UPDATED 3/7/07 AT 3:47 P.M.
Quinnipiac Athletic Director Jack McDonald announced today that Joe DeSantis will not be returning as head men’s basketball coach for the 2007-08 season.
“I want to thank Joe for his 11 years of service to the university,” McDonald said in a statement released by the university. “He oversaw our men’s basketball team as we moved from a Division II to a Division I program. We appreciate what he has done for Quinnipiac during his tenure as head coach, and we wish him all the best going forward.”
DeSantis said he wasn’t expecting the news, but understands that things like this can happen in coaching.
“I’m a little surprised since it was the highest we’ve ever finished in the league,” DeSantis said. “But they obviously have different thoughts and I understand. It’s a business and you just have to move on.”
DeSantis had been the head coach at Quinnipiac since he signed on with the program July 22, 1996. He pioneered the team through its final two seasons at the Division II level before it made the jump to the Northeast Conference for the 1998-99 campaign.

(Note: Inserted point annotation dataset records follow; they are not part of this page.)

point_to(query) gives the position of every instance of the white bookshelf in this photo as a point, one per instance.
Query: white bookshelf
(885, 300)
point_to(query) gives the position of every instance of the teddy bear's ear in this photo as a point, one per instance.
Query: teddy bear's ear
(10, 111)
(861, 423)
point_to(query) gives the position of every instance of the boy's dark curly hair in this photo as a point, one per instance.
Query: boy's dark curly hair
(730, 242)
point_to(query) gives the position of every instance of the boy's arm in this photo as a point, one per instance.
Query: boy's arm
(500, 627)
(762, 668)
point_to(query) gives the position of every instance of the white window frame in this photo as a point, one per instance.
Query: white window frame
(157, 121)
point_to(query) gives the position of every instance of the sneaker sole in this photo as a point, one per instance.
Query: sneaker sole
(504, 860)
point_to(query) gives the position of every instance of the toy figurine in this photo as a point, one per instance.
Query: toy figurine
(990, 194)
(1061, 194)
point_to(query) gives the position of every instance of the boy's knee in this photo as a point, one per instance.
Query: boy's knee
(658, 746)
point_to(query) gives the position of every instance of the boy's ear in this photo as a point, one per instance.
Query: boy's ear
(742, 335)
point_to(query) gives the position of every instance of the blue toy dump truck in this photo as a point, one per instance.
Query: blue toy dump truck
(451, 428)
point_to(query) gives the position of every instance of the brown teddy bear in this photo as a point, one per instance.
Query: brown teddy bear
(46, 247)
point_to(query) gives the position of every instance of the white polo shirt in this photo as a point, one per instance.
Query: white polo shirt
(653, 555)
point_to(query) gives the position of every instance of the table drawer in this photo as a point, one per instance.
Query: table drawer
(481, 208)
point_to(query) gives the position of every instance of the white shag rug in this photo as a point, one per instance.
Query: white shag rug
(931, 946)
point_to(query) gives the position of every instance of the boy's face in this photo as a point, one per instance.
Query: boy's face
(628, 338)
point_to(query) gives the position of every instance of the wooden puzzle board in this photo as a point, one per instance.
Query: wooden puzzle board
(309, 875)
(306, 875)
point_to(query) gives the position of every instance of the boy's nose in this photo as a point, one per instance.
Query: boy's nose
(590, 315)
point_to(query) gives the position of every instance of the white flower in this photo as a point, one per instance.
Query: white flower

This season, DeSantis was at the helm for the team’s transition into Quinnipiac’s new athletic facility, the TD Banknorth Sports Center. After a 2-10 start, the Bobcats rode a second-half hot streak to a third-place finish in the NEC with a conference record of 11-7.
The Bobcats defeated Fairleigh Dickinson, 78-77, in the quarterfinals of the NEC tournament in their first home playoff game in 14 years. Quinnipiac fell to second-seeded Sacred Heart, 83-69, in the semifinals Sunday to finish the season at 14-15, the team’s fourth straight losing season.
DeSantis wraps up his tenure at Quinnipiac with an overall record of 118-188 and 70-98 in the NEC.
Prior to arriving in Hamden, DeSantis worked as an assistant coach for 13 years at the Division I level and made three NCAA tournament appearances. The closest Quinnipiac came to a national tournament berth was in 2002, when DeSantis took his team to the NEC championship game, but was beaten by Central Connecticut State, 78-71.
DeSantis leaves the program with the second longest tenure in school history. The late Burt Kahn is the longest-serving coach in Quinnipiac history, holding his post from 1960-1991.
McDonald said the university will retain a national search firm to assist in the aggressive recruitment of a new head coach for the basketball program.
DeSantis said he still has a desire to coach elsewhere in the future.
“It’d be easier if I was 25 or 65 [years old],” he said. “If I was 25, I’d be applying for every coaching position out there. If I was 65, I’d hang it up. But I’ll be 50. I still want to coach. I’m just going to take a little time and see what happens.”